Emotion, Emotion Concept
Scheve, Christian von; Slaby, Jan – 2019
In recent years, medical and psychological anthropologists, psychiatrists, and psychologists have worked towards establishing cultural phenomenological and context-specific forms of medicine. These forms entail person-centered approaches to acknowledge the importance of patients’ biographies and their situatedness in life in relation to various social, cultural, political, and economic circumstances. Taking this claim seriously, our team, which consists of two psychiatrists, one psychologist, and three anthropologists, has been breaking new methodological ground while researching affects as part of Affective Societies in and beyond the clinic. Over two years, we accompanied elderly Vietnamese patients in Berlin within an innovative affect- and emotion-focused group therapy, developed by the team’s psychiatrists and psychologist. Simultaneously, the anthropologists met the patients in different social, spatial, and structural environments outside the clinic.

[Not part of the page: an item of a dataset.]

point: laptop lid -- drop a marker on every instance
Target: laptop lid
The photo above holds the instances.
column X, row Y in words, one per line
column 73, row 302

We aim to explain how joining our multiple methodological approaches and perspectives allowed us to build a more comprehensive frame for understanding the affective complexities in the lives, crises, and conducts of our interlocutors. In relaying the cases of four patients, we portray how we learned from each other in methodological, conceptual, and cross-disciplinary ways. We discuss the advantages and the potential hazards involved in the course of systematically entangling multi-perspectivity, ethnography, and mental health-care intervention.